Time to level-up your customer experience

Last week I attended Forrester’s Customer Experience Forum, to check out the latest trends, challenges and best practices for CX design and strategy. Across a diverse range of topics, the consensus was clear: It’s time for businesses to take their experiences to the next level.

Customer Experience

These days, delivering engaging experiences is essential to sustaining competitive advantage and earning lasting loyalty. But many brands find themselves struggling to keep up with rising consumer expectations and an ever-growing array of channels and touchpoints.

Fortunately, I snagged a few key insights from the conference that should help businesses not only keep up, but move their CX strategy forward…

1. Your customer is not their purchase history

Consider a customer, Emma, who recently bought a handbag from a fashion retailer. Because of this purchase, the retailer sends her an email to recommend some shoes that match the bag – after all, that’s what many of their handbag purchasers buy next.

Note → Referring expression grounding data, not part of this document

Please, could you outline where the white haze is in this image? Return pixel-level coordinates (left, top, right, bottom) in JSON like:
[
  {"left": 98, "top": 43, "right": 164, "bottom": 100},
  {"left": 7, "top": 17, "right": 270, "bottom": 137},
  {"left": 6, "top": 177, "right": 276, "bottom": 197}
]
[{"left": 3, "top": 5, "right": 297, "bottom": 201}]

A few weeks later, Emma receives an app notification telling her that a new line of handbags is in store; after that, it’s an email promoting other accessories purchased by people who bought the same bag… Soon, every interaction she has with the brand ties back to that one purchase.

What the retailer doesn’t know is that Emma, while not a bargain hunter, isn’t a huge spender either. She sticks to a budget, and won’t splash out again when she’s just made an “investment” purchase. Not that any of that matters, because Emma bought this particular handbag as a gift.

All this means that not one of the interactions the retailer has initiated since purchase has really appealed to her, or had any chance of driving more spend.

It’s a scenario that happens all too often – as one speaker pointed out, entire customer journeys are often personalised based on a single data point, like a purchase.

Now that’s not to say that the retailer in our example should have known that Emma’s purchase was intended for someone else. Rather it’s a call to go beyond individual data points when delivering tailored experiences.

Instead, brands should draw on a wider range of insight, including a customer’s preferences, sentiment, behaviour, and even the context of each interaction (like the time of day or the weather).

This may require more advanced technology, both to analyse incoming data in real-time and work out what to do with it. But any investment will be worth the value customers will give back in terms of their engagement and loyalty.

To do: Assess your current customer journeys and decide: are you “personalising” too much around single points of data? If so, take some time to research platforms that take a more holistic view of your customers – particularly those that use machine learning, augmented intelligence and real-time data processing.

2. Big players set the bar

It’s easy to look to your competitors as a benchmark for the experience you’re delivering. After all, as long as you’re better than the other options, you should be OK… right?

Well… yes and no. Sure, you might win out over competitors in the short term. But the bar for great experience isn’t necessarily set by others in your industry.

Customers’ expectations are influenced by a much wider array of brands and interactions – they don’t differentiate between your brand and CX giants like Amazon. Rather, for a customer, the expectation for a great interaction is set by the best buying experience they’ve had.

That doesn’t mean you have to deliver faster than Amazon or offer the same level of real-time personalisation. But it’s worth remembering that, just because a direct competitor’s CX is dismal, businesses can’t return on their laurels.

Unless you continually optimise and improve your experiences, customers will always be on the lookout for someone who can do it better – and you can bet that someone will come along sooner or later.

To do:Carry out regular audits of your customer experiences across various touchpoints, to see where customers might run into issues – or simply where things could run more smoothly. Keep an eye on what other industries (not just direct competitors) are doing in terms of CX, and look for strategies you can translate to your own business.

3. GDPR is not the enemy

GDPR: it’s the acronym on everyone’s lips, the hot topic at every conference. Most marketers – even those who don’t have an “end-of-the-world” perspective on the coming regulations – are at least a little worried about how they’ll continue to engage with customers effectively.

But speakers at Forrester’s forum emphasised the fact that GDPR doesn’t have to be the enemy. Instead, it could be the catalyst for greater trust and more value – for brand and customer.

For one thing, being more transparent about the way data is used to personalise services helps brands build trust in the customer relationship, right from the start. And according to research from Rare Consulting, trust is one of the top 3 factors that drives long-term, emotional loyalty.

GDPR also forces businesses to consider the value exchange. In other words: what benefit do customers receive from sharing their data with you? How will you actively use that data to create better experiences?

Businesses who can answer that question well, through relevant interactions, will find customers more willing to part with their information. GDPR may make brands more accountable to customers regarding what they do with data – but those who take privacy seriously and provide real value will be rewarded with long-lasting (and profitable) customer relationships.

To do: Get familiar with what GDPR will mean for your business – not just the legal requirements themselves, but what these will look like when applied to your own customer journeys. Check that your CRM, loyalty and marketing software has (or will have) the tools you’ll need to be compliant.